Machine Learning - Learning Lab 1 Independent Practice

The final activity for each learning lab provides space to work with data and to reflect on how the concepts and techniques introduced in each lab might apply to your own research.

To earn a badge for each lab, you are required to respond to a set of prompts for two parts:

In Part I, you will reflect on your understanding of key concepts and begin to think about potential next steps for your own study.
In Part II, you will create a simple data product in R that demonstrates your ability to apply an analytic technique introduced in this learning lab.

Part I: Reflect and Plan

Part A:

How good was the machine learning model we developed in the guiding practice? Would you be comfortable using it to code more conversations?
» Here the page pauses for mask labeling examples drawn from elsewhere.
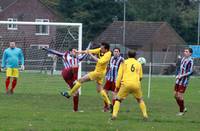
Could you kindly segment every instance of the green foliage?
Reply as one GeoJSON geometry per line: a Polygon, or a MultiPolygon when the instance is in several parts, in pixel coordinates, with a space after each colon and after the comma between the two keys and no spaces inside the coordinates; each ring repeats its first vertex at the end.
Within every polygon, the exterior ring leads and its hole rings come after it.
{"type": "MultiPolygon", "coordinates": [[[[56,0],[54,0],[54,3],[56,0]]],[[[57,0],[68,22],[82,22],[84,41],[97,37],[113,18],[123,20],[123,2],[116,0],[57,0]]],[[[128,21],[166,21],[187,42],[197,36],[197,4],[189,0],[128,0],[128,21]]]]}

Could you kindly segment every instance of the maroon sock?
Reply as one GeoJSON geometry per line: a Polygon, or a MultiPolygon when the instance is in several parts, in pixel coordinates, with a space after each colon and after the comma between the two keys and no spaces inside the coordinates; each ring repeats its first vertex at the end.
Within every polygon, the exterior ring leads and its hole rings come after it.
{"type": "Polygon", "coordinates": [[[73,97],[74,101],[74,111],[78,111],[79,94],[73,97]]]}
{"type": "Polygon", "coordinates": [[[15,89],[16,85],[17,85],[17,80],[14,79],[14,80],[12,81],[12,89],[11,89],[11,92],[14,92],[14,89],[15,89]]]}
{"type": "Polygon", "coordinates": [[[6,78],[6,92],[8,92],[8,87],[10,85],[10,77],[6,78]]]}
{"type": "Polygon", "coordinates": [[[184,100],[179,100],[179,104],[180,104],[180,112],[183,112],[184,111],[184,100]]]}

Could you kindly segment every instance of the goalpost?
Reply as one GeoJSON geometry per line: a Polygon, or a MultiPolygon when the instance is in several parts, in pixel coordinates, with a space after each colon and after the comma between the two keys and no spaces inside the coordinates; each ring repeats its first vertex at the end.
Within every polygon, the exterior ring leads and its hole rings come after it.
{"type": "MultiPolygon", "coordinates": [[[[52,48],[60,52],[65,52],[69,48],[82,50],[82,23],[0,21],[2,50],[0,59],[3,50],[9,47],[10,41],[15,41],[16,46],[22,48],[26,70],[48,72],[55,68],[55,63],[42,48],[52,48]]],[[[56,70],[63,68],[62,61],[59,59],[56,65],[56,70]]],[[[81,63],[79,67],[80,77],[81,63]]]]}

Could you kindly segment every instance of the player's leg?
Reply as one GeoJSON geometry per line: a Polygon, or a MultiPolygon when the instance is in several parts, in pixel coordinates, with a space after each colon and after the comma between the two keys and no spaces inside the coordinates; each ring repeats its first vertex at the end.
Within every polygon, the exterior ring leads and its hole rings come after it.
{"type": "Polygon", "coordinates": [[[67,92],[61,92],[61,95],[70,98],[75,92],[78,91],[78,89],[81,87],[81,84],[86,81],[90,81],[89,74],[86,74],[85,76],[81,77],[78,81],[75,81],[72,89],[67,92]]]}
{"type": "Polygon", "coordinates": [[[17,85],[17,78],[19,77],[19,70],[17,68],[13,69],[12,77],[13,77],[13,81],[12,81],[12,88],[10,90],[11,94],[14,93],[15,87],[17,85]]]}
{"type": "MultiPolygon", "coordinates": [[[[110,87],[111,87],[110,84],[111,84],[110,81],[106,80],[106,83],[105,83],[105,85],[104,85],[104,87],[103,87],[107,95],[108,95],[108,91],[109,91],[109,89],[110,89],[110,87]]],[[[108,95],[108,97],[109,97],[109,95],[108,95]]],[[[114,105],[114,104],[113,104],[113,105],[114,105]]],[[[104,108],[103,108],[104,112],[107,112],[107,111],[109,110],[109,107],[108,107],[108,106],[109,106],[109,105],[104,101],[104,108]]]]}
{"type": "Polygon", "coordinates": [[[12,76],[12,69],[11,68],[7,68],[6,69],[6,81],[5,81],[5,85],[6,85],[6,93],[9,93],[9,85],[10,85],[10,77],[12,76]]]}
{"type": "Polygon", "coordinates": [[[186,87],[182,86],[182,85],[175,85],[175,99],[176,102],[179,106],[179,113],[177,113],[178,116],[184,115],[184,113],[186,112],[186,108],[184,105],[184,98],[183,98],[183,94],[185,92],[186,87]]]}
{"type": "MultiPolygon", "coordinates": [[[[75,83],[75,81],[78,79],[78,67],[77,68],[73,68],[73,78],[72,78],[72,82],[73,84],[75,83]]],[[[71,86],[71,88],[74,85],[71,86]]],[[[73,102],[74,102],[74,112],[78,111],[78,103],[79,103],[79,90],[73,95],[73,102]]]]}
{"type": "Polygon", "coordinates": [[[97,80],[96,83],[97,83],[97,92],[100,93],[104,102],[108,105],[108,108],[112,112],[113,105],[111,104],[106,91],[103,89],[103,86],[102,86],[103,80],[97,80]]]}
{"type": "Polygon", "coordinates": [[[139,104],[140,110],[142,111],[143,118],[147,119],[148,118],[147,108],[146,108],[146,104],[142,98],[142,91],[141,91],[140,87],[133,88],[133,96],[136,98],[136,100],[139,104]]]}
{"type": "Polygon", "coordinates": [[[129,94],[129,89],[125,88],[124,85],[121,85],[119,92],[117,93],[117,97],[115,100],[115,104],[113,107],[113,113],[112,113],[112,120],[115,120],[117,118],[119,109],[120,109],[120,104],[122,100],[124,100],[129,94]]]}
{"type": "Polygon", "coordinates": [[[112,104],[115,104],[116,93],[115,93],[115,82],[112,82],[111,91],[112,91],[112,104]]]}
{"type": "Polygon", "coordinates": [[[78,81],[75,82],[74,86],[72,87],[72,89],[68,92],[69,95],[73,95],[76,91],[78,91],[78,89],[81,87],[81,84],[84,82],[90,81],[90,77],[88,74],[86,74],[85,76],[81,77],[78,81]]]}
What if you read about someone using such a model as a reviewer of research? Please add your thoughts and reflections following the bullet point below.

I think it depends if the sample had enough power to be able to infer reliability of the coding scheme although it corrected the responses correct over 85% of the time it would depend if this is acceptable in the type of research you conduct

How might the model be improved? Share any ideas you have at this time below:

perhaps a larger sample size? or adding more variables in that allowed for more accurate reliability of the machine coding new tweets

Part B: Use the institutional library (e.g. NCSU Library), Google Scholar or search engine to locate a research article, presentation, or resource that applies machine learning to an educational context aligned with your research interests. More specifically, locate a machine learning study that involve making predictions.

Provide an APA citation for your selected study.
- Lukes, D. (2018). Revisiting the Long-Term Impacts of Head Start: A Machine Learning Approach.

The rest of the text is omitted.